Before aggregating the results per read, we remove the markers from the headers with sed and combine the results of each reading frame and paired-end with uniq.

$ sed '/^>/s_/.*__' found-kmers.fa | umgap uniq | umgap taxa2agg taxons.tsv | tee classification.fa
>read1
940615
>read2
392734
>read3
332163

Visualisation

Now that we have the results of our analysis, we'd like to visualise them. A frequency table and interactive visualisations are available as the taxa2freq and taxa2tree commands. The first shows the number of reads mapping to each taxon in CSV format, easily imported in other programs.
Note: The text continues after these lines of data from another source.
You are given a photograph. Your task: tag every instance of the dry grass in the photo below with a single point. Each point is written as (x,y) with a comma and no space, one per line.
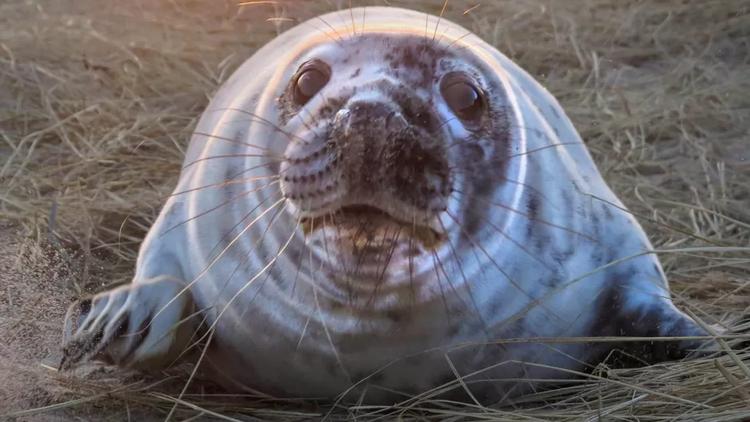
(97,103)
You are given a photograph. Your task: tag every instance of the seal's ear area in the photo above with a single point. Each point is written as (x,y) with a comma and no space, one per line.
(144,325)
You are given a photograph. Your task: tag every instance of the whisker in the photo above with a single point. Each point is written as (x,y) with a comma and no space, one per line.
(327,332)
(216,259)
(341,39)
(257,275)
(469,10)
(354,25)
(466,282)
(529,217)
(652,220)
(223,156)
(226,183)
(510,279)
(531,151)
(260,119)
(230,140)
(212,209)
(442,11)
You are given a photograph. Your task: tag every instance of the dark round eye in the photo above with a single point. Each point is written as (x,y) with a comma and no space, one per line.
(310,80)
(463,98)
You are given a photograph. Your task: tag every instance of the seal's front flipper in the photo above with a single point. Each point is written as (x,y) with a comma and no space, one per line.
(144,325)
(649,323)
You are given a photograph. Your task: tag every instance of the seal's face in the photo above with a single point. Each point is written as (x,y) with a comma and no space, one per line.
(384,133)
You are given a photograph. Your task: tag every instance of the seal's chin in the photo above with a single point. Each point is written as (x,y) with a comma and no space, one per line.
(366,228)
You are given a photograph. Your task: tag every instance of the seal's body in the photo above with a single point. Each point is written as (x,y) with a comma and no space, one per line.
(373,202)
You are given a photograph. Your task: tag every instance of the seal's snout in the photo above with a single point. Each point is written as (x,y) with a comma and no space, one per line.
(376,154)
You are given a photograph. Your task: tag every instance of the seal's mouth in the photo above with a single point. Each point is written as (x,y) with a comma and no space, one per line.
(364,222)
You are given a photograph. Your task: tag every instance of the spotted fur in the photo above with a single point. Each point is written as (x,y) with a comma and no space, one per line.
(298,303)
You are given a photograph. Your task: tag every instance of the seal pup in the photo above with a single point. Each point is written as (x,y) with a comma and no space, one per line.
(388,204)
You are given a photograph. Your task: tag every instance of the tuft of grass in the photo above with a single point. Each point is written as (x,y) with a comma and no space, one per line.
(97,105)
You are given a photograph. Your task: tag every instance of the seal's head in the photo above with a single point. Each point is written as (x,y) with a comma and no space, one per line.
(390,133)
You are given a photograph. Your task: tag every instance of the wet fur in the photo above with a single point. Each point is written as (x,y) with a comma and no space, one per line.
(528,252)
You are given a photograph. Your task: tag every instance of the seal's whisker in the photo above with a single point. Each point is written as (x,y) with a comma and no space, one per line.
(650,219)
(252,280)
(491,258)
(211,136)
(437,25)
(440,286)
(214,208)
(327,332)
(227,183)
(248,256)
(471,9)
(501,232)
(436,258)
(226,236)
(260,119)
(467,284)
(364,13)
(351,13)
(222,157)
(561,144)
(529,217)
(461,171)
(341,39)
(452,43)
(223,251)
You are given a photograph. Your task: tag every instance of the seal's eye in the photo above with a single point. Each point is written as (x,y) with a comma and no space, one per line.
(463,97)
(312,78)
$ umgap taxa2freq -r species taxons.tsv < classification.fa | tee report.csv
taxon id,taxon name,stdin
332163,Candidatus Solibacter usitatus,1
392734,Terriglobus roseus,1
940615,Granulicella tundricola,1

The taxa2freq command to snap each taxon to either a species or root (unknown) and report the frequency table of the results.
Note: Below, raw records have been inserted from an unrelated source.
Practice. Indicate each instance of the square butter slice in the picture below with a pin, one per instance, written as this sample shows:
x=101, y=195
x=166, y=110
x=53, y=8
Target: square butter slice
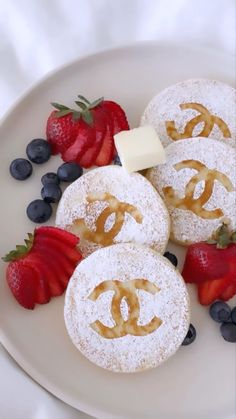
x=139, y=148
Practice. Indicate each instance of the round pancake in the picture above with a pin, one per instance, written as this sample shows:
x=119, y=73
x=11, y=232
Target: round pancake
x=198, y=184
x=107, y=206
x=127, y=308
x=193, y=108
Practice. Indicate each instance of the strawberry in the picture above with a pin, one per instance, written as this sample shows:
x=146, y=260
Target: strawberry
x=61, y=131
x=42, y=267
x=118, y=117
x=212, y=266
x=85, y=136
x=211, y=290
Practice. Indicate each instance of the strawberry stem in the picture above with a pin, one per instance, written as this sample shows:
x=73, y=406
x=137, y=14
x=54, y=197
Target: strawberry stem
x=84, y=112
x=21, y=250
x=223, y=237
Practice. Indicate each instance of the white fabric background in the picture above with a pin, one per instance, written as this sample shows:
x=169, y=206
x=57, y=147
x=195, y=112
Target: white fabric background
x=37, y=36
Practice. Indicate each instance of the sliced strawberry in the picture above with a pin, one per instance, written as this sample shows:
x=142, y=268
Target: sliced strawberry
x=107, y=151
x=118, y=116
x=61, y=131
x=49, y=270
x=22, y=282
x=58, y=234
x=43, y=275
x=211, y=290
x=61, y=267
x=84, y=140
x=99, y=125
x=42, y=267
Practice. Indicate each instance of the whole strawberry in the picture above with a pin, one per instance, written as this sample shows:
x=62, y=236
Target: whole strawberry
x=42, y=267
x=212, y=266
x=85, y=135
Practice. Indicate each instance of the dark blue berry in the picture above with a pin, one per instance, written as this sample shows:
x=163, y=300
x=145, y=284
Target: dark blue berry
x=172, y=258
x=191, y=335
x=51, y=192
x=233, y=315
x=228, y=331
x=50, y=178
x=21, y=169
x=220, y=311
x=117, y=160
x=38, y=151
x=68, y=172
x=39, y=211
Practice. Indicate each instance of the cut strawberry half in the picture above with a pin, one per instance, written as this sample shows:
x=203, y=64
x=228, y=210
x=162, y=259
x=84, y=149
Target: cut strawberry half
x=229, y=292
x=23, y=283
x=107, y=150
x=57, y=234
x=43, y=275
x=119, y=120
x=89, y=157
x=211, y=290
x=42, y=267
x=84, y=140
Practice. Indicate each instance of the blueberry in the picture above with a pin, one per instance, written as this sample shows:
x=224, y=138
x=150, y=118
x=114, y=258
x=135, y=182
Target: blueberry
x=172, y=258
x=39, y=211
x=50, y=178
x=191, y=335
x=220, y=311
x=51, y=192
x=68, y=172
x=38, y=151
x=21, y=169
x=117, y=160
x=233, y=315
x=228, y=331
The taxa2tree command will send the results to the Unipept webserver, where an interactive HTML-visualisation will be created. The webpage can either be saved to a file, or you can request a shareable URL with --url.

$ umgap taxa2tree --url < classification.fa
https://bl.ocks.org/5960ffd859fb17439d7975896f513bc3

Recap

The complete UMGAP can be written as a single command. This allows the steps to run in parallel, further speeding up the final result.
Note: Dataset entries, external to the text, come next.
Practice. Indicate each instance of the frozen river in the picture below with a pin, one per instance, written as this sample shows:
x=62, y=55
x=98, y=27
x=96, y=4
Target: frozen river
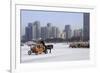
x=60, y=52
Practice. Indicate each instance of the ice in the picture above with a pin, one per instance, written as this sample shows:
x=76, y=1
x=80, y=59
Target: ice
x=60, y=52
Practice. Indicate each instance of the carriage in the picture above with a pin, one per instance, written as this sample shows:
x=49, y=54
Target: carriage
x=40, y=48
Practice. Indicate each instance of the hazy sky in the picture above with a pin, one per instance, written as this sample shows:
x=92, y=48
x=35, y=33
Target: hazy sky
x=59, y=19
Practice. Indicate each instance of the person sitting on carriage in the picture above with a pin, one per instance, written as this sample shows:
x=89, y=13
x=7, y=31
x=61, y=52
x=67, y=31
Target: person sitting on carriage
x=43, y=43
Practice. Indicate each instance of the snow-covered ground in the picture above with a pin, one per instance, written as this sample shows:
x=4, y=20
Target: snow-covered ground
x=60, y=52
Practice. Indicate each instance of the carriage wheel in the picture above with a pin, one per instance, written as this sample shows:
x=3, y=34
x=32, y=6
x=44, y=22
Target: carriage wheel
x=29, y=52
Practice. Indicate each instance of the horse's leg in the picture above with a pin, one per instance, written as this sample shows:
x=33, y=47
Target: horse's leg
x=50, y=51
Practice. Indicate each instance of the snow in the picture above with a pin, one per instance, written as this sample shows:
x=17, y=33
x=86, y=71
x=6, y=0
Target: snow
x=60, y=52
$ umgap fastq2fasta A1.fq A2.fq |          # joining paired-end files
  umgap translate -a |                     # translating all six frames
  umgap prot2kmer2lca -o -k9 9-mer.index | # mapping each 9-mer onto a taxon or 0
  umgap seedextend |                       # filtering extended seeds
  sed '/^>/s_/.*__' |                      # dropping the paired-end and frame annotations
  umgap uniq |                             # joining equal headers (all taxa of the same read)
  umgap taxa2agg taxons.tsv |              # aggregating all taxa
  grep -v '^>' |                           # dropping headers
  umgap taxa2freq taxons.tsv               # make frequency table
taxon id,taxon name,stdin
332163,Candidatus Solibacter usitatus,1
392734,Terriglobus roseus,1
940615,Granulicella tundricola,1

This command processes the complete Metabenchmark A1 dataset containing 116 million paired-end reads in a VM (8 cores, 200GB RAM) on our computational server (16 Intel Xeon CPU E5-2650 v2 at 2.60GHz, 20*16GB RDIMM x4 Data Width at 1866MHz, with the 9-mer index loaded in RAM) in 4h22, that is 1840 (paired-end) reads per second. Using FragGeneScan++ speeds this up to 10100 reads per second.

References

  • Wood, D. E., & Salzberg, S. L. (2014). Kraken: ultrafast metagenomic sequence classification using exact alignments. Genome biology, 15(3), R46.
  • Lindgreen, S., Adair, K. L., & Gardner, P. P. (2016). An evaluation of the accuracy and speed of metagenome analysis tools. Scientific reports, 6, 19233.
  • Rho, M., Tang, H., & Ye, Y. (2010). FragGeneScan: predicting genes in short and error-prone reads. Nucleic acids research, 38(20), e191-e191.
  • Kim, D., Hahn, A. S., Wu, S. J., Hanson, N. W., Konwar, K. M., & Hallam, S. J. (2015, August). FragGeneScan-Plus for scalable high-throughput short-read open reading frame prediction. Computational Intelligence in Bioinformatics and Computational Biology (CIBCB), 2015 IEEE Conference on (pp. 1-8), IEEE.
  • UniProt Consortium. (2014). UniProt: a hub for protein information. Nucleic acids research, 43(D1), D204-D212.
  • Federhen, S. (2011). The NCBI taxonomy database. Nucleic acids research, 40(D1), D136-D143.